Balikan Atau Tidak Sama Mantan?

justin-bieber-et-selena-gomez_exact1024x768_l-selena-gomez-slinks-back-to-justin-bieber-the-universe-sighs

Bagi sebagian orang putus cinta memang lebih menyakitkan, jika kamu belum bisa move on. Padahal segala cara sudah kamu lakukan agar si dia menghilang dari pikiran kamu. Ditambah lagi, kamu enggak bisa bohong kalau masih sayang sama mantan pacar, makanya sering kali ingat semua kebaikan mantan kamu. Bahkan untuk mencoba buka hati pun kamu belum juga bisa.

Ada sih sedikit perasaan pengin balikan lagi sama mantan pasca putus karena selama ini kamu dan mantan masih sering berbalas BBM menanyakan kabar. Belum lagi, pasca putus 2 bulan yang lalu, si mantan belum terlihat memiliki pengganti kamu. Semakin menggebu-gebulah kamu untuk bisa balikan sama dia. Namun, ada yang perlu kamu perhatikan jika ingin balikan sama mantan setelah putus.

Tak Boleh Balikan Jika…

Hanya balas dendam. Percaya enggak bahwa ada orang yang mau balas dendam sama mantan pacar setelah mereka putus, apalagi jika dia pihak yang diputusin. Jadi, mereka mendekati mantan pacarnya dan setelah balikan beberapa minggu langsung diputusin biar dendamnya terbalaskan dan predikat yang mutusin ada di tangannya. Hmm…, kalau kamu memiliki niat seperti itu mending enggak usah deh ya.

Tidak punya pilihan. Yah, gimana, ya? Habis kok pria/wanita yang ada di sekitarku dikit banget. Mau pacaran lagi tapi sama siapa? Perkataan seperti itu akan mungkin sekali kamu alami, apabila social circle kamu terlalu sempit. Alasannya tak punya pilihan lain makanya harus balikan sama mantan, padahal kamu bisa lebih meluaskan pergaulan kamu. Berkenalan dengan orang baru atau temui teman lama yang mungkin saja bisa menambah pilihan untukmu.

Alasan putus masih ada. Enggak semua hubungan bisa kembali seperti dulu, kan? Mungkin selama ini kamu putus karena beda agama atau pertentangan orang tua yang sangat sulit dibantah. Jika ada alasan yang masih memungkinkan kamu untuk putus lagi sama mantan, sebaiknya tak perlu balikan sama dia.

Content continue below...

Boleh Balikan Jika…

Sudah menemukan solusi.
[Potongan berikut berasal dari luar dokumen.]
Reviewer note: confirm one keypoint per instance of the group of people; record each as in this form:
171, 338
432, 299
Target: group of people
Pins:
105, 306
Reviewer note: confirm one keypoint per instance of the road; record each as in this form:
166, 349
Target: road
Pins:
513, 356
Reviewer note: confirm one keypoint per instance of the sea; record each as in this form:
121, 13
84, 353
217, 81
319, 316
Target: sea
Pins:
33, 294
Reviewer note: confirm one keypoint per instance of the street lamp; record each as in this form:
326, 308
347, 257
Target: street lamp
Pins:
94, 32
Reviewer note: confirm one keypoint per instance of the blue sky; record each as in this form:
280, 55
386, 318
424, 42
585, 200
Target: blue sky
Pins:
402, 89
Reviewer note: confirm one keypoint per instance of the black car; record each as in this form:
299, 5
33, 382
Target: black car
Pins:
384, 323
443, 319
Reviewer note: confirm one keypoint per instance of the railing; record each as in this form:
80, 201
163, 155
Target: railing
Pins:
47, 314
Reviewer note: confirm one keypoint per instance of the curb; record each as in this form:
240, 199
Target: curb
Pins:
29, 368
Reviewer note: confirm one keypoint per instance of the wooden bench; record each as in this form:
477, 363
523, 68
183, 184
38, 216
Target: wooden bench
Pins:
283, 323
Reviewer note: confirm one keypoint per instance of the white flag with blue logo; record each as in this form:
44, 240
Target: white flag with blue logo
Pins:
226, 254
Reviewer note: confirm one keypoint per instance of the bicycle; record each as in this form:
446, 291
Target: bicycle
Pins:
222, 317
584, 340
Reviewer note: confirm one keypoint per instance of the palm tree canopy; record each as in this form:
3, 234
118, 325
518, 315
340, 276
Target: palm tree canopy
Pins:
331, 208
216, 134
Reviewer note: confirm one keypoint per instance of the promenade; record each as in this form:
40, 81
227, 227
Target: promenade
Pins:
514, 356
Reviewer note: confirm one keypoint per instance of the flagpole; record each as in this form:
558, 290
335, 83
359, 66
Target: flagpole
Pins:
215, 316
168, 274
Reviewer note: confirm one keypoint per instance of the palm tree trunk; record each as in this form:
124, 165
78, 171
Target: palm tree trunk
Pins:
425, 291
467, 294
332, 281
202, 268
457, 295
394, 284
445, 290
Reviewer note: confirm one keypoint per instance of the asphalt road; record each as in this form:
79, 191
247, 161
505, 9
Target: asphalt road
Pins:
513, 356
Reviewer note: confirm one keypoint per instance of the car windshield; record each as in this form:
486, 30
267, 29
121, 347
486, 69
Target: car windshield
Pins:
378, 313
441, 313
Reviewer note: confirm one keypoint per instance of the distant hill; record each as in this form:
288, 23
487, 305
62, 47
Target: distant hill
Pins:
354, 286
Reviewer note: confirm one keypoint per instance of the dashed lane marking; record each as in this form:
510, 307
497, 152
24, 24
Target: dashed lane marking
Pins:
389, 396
Setiap perpisahan tentu ada masalah di balik itu semua. Coba kamu pikirkan apa saja yang bisa membuat kamu dan mantan putus ketika itu dan apakah kamu sudah menemukan solusinya? Jika dulu kamu putus karena beda agama apakah sudah menemukan solusinya, misalnya kamu atau dia berpindah agama. Jika dulu kamu putus karena dia terlalu posesif, cemburuan, atau selingkuh, apakah kamu sudah menemukan solusinya? Kamu dan mantan wajib mencari solusi jika ingin balikan agar nanti hubungan tak kembali putus dengan alasan yang sama. Jika dirasa sudah menemukan solusi, barulah kamu bisa balikan sama mantan. Baca juga penjelasan Coach Lex dePraxis tentang 7 Pertanyaan Untuk Direnungkan Sebelum Balikan.

Sama-sama sudah berubah. Sebenarnya agak sulit dikatakan bahwa seseorang berubah ketika masih menjalin hubungan. Namun, biasanya perpisahan membuat seseorang sadar dan menyesali perbuatannya dulu. Ada yang berubah, tak sedikit orang masih seperti dulu. Pastikan bahwa kamu dan mantan sudah sama-sama berubah jika berniat untuk balikan.

Yakin. Ada banyak sekali orang yang putus sama mantan hanya sebatas tak ingin menyandang predikat jomblo, tak ingin kesepian, atau mungkin karena desakan teman atau orang tua. Hal seperti ini yang kadang membuat kamu ragu, apalagi jika ingat kelakuan mantan yang menyebabkan kalian putus. Kalau kamu sudah yakin dan siap menjalin hubungan kembali dengan mantan maka tak ada yang salah dengan keputusan tersebut.